“… You can be sure that God will take care of everything you need, his generosity exceeding even yours in the glory that pours from Jesus. Our God and Father abounds in glory that just pours out into eternity…” Philippians 4:19-20 (The Message)
A few weeks ago I was reflecting on the adventure God took our family on. While we have different challenges this year, last year was a year of truly pressing in and finding out which direction He wanted us to walk. During that period, my questions and prayers for wisdom and fasting seemed to lead to… silence. God uttered one word multiple times to my prayers, “Wait.” And I didn’t like it. I was used to doing something, taking action, moving in a direction, any direction, and God continued to tell me, “Wait.”
So I waited all of one month, but not really. Even during that “wait,” I looked for jobs, applied for jobs, worried about jobs, checked for jobs, applied for more jobs, prayed about jobs… instead of just waiting and listening for His next direction.
During my reflection about how I didn’t obey God’s command very well, I was reminded that one short year later, I finally trusted God completely. It only took approximately 8 months last year and approximately 8 years before that, when I first uttered the prayer, “Lord, I want to learn how to trust You, but please be gentle.” for me to be able to honestly say I trust God and that He has a good plan for my life.
Then God reminded me about another choice I had made approximately eight years prior. I was at the beginning of my trust journey with God. Life was chaotic for our family, to put it mildly. I’d had a miscarriage in December 2006, February 2007 brought the beginning of a chronic illness for my husband that we are still battling today (although we are seeing God’s healing power), and I was at a crossroads, again with my employment. I felt like I was hearing God tell me to stop the daycare that I’d run for three years and transition into medical transcription full time.
I wasn’t sure if I was hearing God correctly and I had families that I truly loved and didn’t want to inconvenience. So, I prayed for God’s wisdom and His will. I could see myself doing either/or but wanted to walk in His blessing. I prayed and then waited. Continued doing my job, didn’t look for more transcription work, just waited. Two weeks after my initial prayer, one of my families came to me and announced they were moving and at the end of the school year, a few short weeks from our conversation, they wouldn’t be coming back. While deeply disappointed in losing them, I remember my first words in reply to her were, “I guess that’s my answer.” Probably seemed like a strange way to respond, so I then explained what I meant and began the process of saying goodbye to two girls I had helped raise since birth.
That memory was significant for me. Why was I able to wait patiently eight years ago when last year I kept running ahead of God? Eight years ago I had the innocence of a child still. While our lives were beginning to change drastically and we were dealing with many upheavals, I still had a steady job and income. Last year I was without an income and that was scarier. However, through the past year, I’ve learned that life wasn’t an emergency in either situations – not when I have a steady income and am contemplating a change or when I have no income and need to make a change.

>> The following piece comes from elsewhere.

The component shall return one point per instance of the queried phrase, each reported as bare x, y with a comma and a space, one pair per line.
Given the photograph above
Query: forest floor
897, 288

God isn’t a God of fear. If I hear the word, “wait” from God, then I’m to wait. That means I keep my eyes and ears open and listen for a change in His plans, but until then, He will meet my every need because He told me to wait. If God said walk and I choose instead to wait, well, then, He might not meet all my needs because I’m not obeying what He asked me to do.
I’m glad God reminded me of my journey – both the accelerated version of 2015 as well as the entire adventure starting eight years prior. While I seemingly obeyed more in 2007 because I prayed, sought God’s wisdom and then waited, I think I grew faster in 2015 because of the intensity of the trial. Do I wish I had viewed our circumstances last year through God’s eyes? Yes. Do I wish I would’ve waited when He told me too? Absolutely! I believe He wanted me to wait because He knew that when He gave me the command to walk, I would need to be rested and ready for the journey. I got tired quickly when the signal came because I’d ignored His wait.
When life starts to feel like an emergency and decisions need to be made “right now,” that’s usually a message from the enemy and not my Father. Sometimes God will tell us to hurry up and be quick, but most of the time His peace comes because there is time to seek His wisdom and sometimes to wait.
Very few things in life are true emergencies and I’m so glad God reminded me of that this week.